David writes this in Psalms 4.4 – when you are on your beds, search your hearts and be silent. That is weird – on bed? We ought to question, why would someone switch off the lights, get on the bed and start talking? No – David is referring to our thoughts here. Most young men and women and perhaps older ones too have a problem with closed doors and dark rooms – it is not claustrophobia, but fantasizing – and not just the sexual kind of fantasizing.

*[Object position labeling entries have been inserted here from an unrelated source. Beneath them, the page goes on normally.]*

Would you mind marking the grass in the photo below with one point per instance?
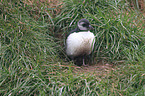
(33, 57)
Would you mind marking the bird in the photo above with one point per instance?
(80, 42)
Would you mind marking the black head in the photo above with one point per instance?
(84, 24)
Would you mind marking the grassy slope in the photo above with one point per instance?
(30, 63)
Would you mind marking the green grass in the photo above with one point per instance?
(33, 57)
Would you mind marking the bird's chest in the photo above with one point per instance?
(80, 43)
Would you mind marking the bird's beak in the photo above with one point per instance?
(90, 27)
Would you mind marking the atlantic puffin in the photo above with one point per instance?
(80, 42)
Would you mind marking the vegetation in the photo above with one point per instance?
(33, 60)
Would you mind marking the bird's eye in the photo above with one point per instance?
(83, 25)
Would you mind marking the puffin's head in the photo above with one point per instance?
(84, 24)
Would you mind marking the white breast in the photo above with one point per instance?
(80, 43)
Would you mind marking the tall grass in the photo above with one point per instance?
(32, 36)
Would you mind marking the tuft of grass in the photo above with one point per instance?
(32, 36)
(118, 29)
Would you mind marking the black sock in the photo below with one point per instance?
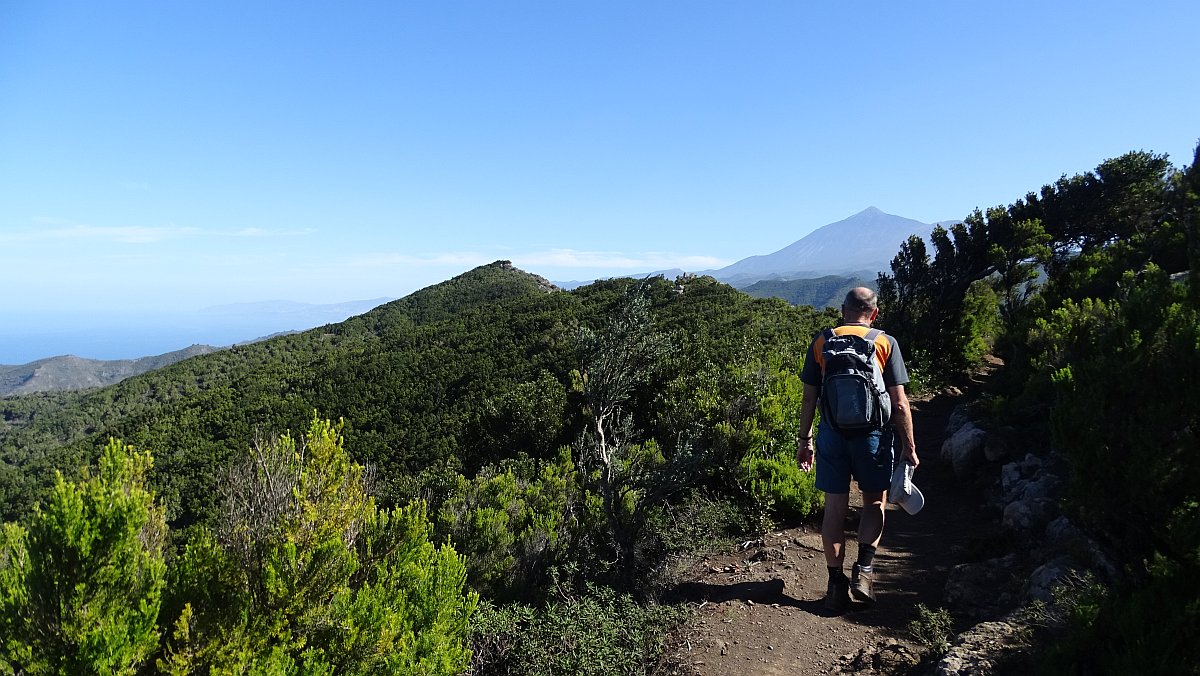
(865, 555)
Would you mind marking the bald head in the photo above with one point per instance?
(861, 305)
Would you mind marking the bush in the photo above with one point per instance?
(778, 485)
(933, 629)
(599, 633)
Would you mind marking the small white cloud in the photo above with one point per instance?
(267, 232)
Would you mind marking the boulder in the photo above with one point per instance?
(964, 450)
(958, 418)
(1025, 514)
(1045, 576)
(984, 588)
(983, 648)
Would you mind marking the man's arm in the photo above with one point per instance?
(901, 422)
(808, 412)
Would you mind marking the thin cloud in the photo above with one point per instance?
(119, 234)
(549, 258)
(621, 261)
(451, 259)
(58, 229)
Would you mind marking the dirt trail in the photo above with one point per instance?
(761, 608)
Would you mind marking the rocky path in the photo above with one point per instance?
(761, 609)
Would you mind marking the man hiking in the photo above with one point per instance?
(859, 422)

You would often find a young man get onto bed at ten in the night but lay awake until after midnight fantasizing about anything and everything under the sun – sometimes planning and scheming. Sadly, Micah 2.1 says, Woe to those who plan iniquity, to those who plot evil on their beds. Rather according to David on the bed is a time to shut off those thoughts of anger, jealousy or passion and open yourself to search your hearts. It is a time to rectify your past but not to plot your future.

The classic example of a man being silent is displayed in Jesus’ life. Isaiah had long before prophesied in 53.7 that “as sheep before its shearers is silent, so he did not open his mouth.” Both Matthew and Mark record the beginning of the fulfilment of this prophecy when they mention, “But Jesus remained silent” in Matthew 26.63 and Mark 14.61. No one questioned Jesus why he remained silent, but I bet the answer would’ve been “for this reason I have been sent”. When you know that by breaking your silence you would potentially mess up your mission it is better to be silent rather than retort. For our prayer and purpose always should be, “let your will be done on earth as it is in heaven”.

If there is power in speech, depending on the situation there is power in silence too. Draw from this power in the presence of God, on bed and in ministry and remember that an earthquake may shatter the earth, a storm may hit everything on it but God is always in the silence that ensues after all he is a God who said, be still and know that I am God.